D'ores et déjà, il va falloir préparer des forces européennes à se mettre dans la zone d'interposition entre Russes et Ukrainiens, et ensuite, prévoir à long terme la sécurisation de l'Ukraine, qui pourra être membre de l'Union Européenne, parce que ça, ça avait été acté en 2022. Voilà comment se présente la négociation. Elle va être complexe. Trump va essayer d'obtenir des Russes qui n'ont pas nécessairement envie, parce qu'ils sont en opposition de force, d'entrer dans la négociation. de garantir la possibilité pour l'Ukraine de rentrer dans l'Union Européenne, ce n'est pas encore fait, et ensuite trouver les moyens financiers et militaires de garantir la sécurité de l'Ukraine.

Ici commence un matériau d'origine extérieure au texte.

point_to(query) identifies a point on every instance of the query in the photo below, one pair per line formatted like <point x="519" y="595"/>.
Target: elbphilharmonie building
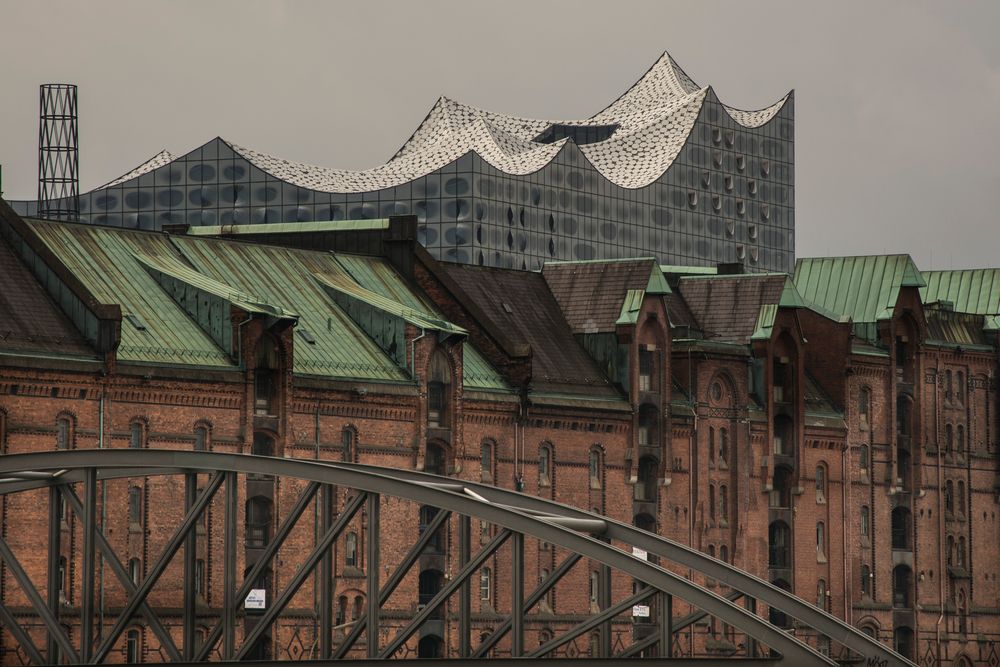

Là, ce qui nous attend.
Alain Finkielkraut
Alors, la formule de Bainville, je voudrais la citer toute entière. Et c'était... Il dénonçait l'erreur des chirurgiens de Versailles qui avaient recousu le ventre de l'Europe sans avoir vidé l'abcès.
Et Bainville, « Les conséquences politiques de la paix » est un livre génial.
Pierre Lellouche
Bainville a fait l'analyse la plus juste du traité de Versailles que j'ai jamais lue.
Alain Finkielkraut
Comme Keynes, d'ailleurs.
Nicolas Tenzer
Maintenant, je voudrais revenir sur deux points, qui ont été évoqués à la fois dans votre question et dans la remarque de Pierre Lellouche. La première question, c'est effectivement, à un certain moment, si nous souhaitons gagner la guerre, nous devons nous-mêmes, je dirais... Enfin, quand je dis « nous », ce sont les Européens, alliés, d'une certaine manière y participer ? Ça ne veut pas dire envoyer, rétablir la conscription, envoyer des dizaines de milliers de jeunes Polonais, Français, etc. combattre. Ça ne s'agit pas de cela.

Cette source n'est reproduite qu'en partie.